Sur le coup de 22 heures, on le vit sortir, toujours avec ses bottes, son ciré et sa casquette. Mais la surprise fut grande lorsqu’il débarqua au bar : il avait en main tout l’attirail du pêcheur, canne, panier en osier pour les appâts, petit siège pliable…
- Le lac est loin d’ici ?
- Ah non, Amiral, c’est à cinq minutes, juste là-bas. Mais vous n’allez quand même pas pêcher en pleine nuit ? L’orage s’est dissipé, d’accord, mais…

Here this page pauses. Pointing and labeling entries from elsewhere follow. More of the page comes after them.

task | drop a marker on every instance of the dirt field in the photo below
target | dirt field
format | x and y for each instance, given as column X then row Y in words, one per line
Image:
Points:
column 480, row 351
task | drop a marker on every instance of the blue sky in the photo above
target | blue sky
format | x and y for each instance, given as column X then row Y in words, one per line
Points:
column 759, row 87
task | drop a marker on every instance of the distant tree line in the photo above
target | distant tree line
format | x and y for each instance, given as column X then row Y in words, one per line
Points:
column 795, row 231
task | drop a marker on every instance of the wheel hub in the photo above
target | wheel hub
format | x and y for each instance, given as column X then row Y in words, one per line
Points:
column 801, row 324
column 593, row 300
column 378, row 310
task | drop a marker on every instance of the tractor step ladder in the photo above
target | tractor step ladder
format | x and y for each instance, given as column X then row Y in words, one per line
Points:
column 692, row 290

L’Amiral étouffa un petit rire.
- Qui sait ? Du poisson, sûrement pas. Un trésor peut-être bien…
- Alors bonne pêche, Amiral !
- Merci ! Je rentrerai au petit matin, ne m’attendez pas toute la nuit, Patron !
- Pierrot.
- Alors ne m’attendez pas toute la nuit, ami Pierrot !
- Bonne pêche au clair de la Lune, Amiral !
Ce fut ainsi pendant trois nuits. L’Amiral sortait de sa tente vers 22 heures, paré pour sa pêche nocturne, prenait sa voiture pour faire à peine deux-cents mètres, la garait au bord du lac, phares allumés, et se mettait à pêcher. Il ne revenait qu’au petit matin. Ce curieux manège excita la curiosité des autres campeurs au point que, le troisième soir, ils furent plusieurs à le suivre discrètement dans l’espoir de percer le mystère.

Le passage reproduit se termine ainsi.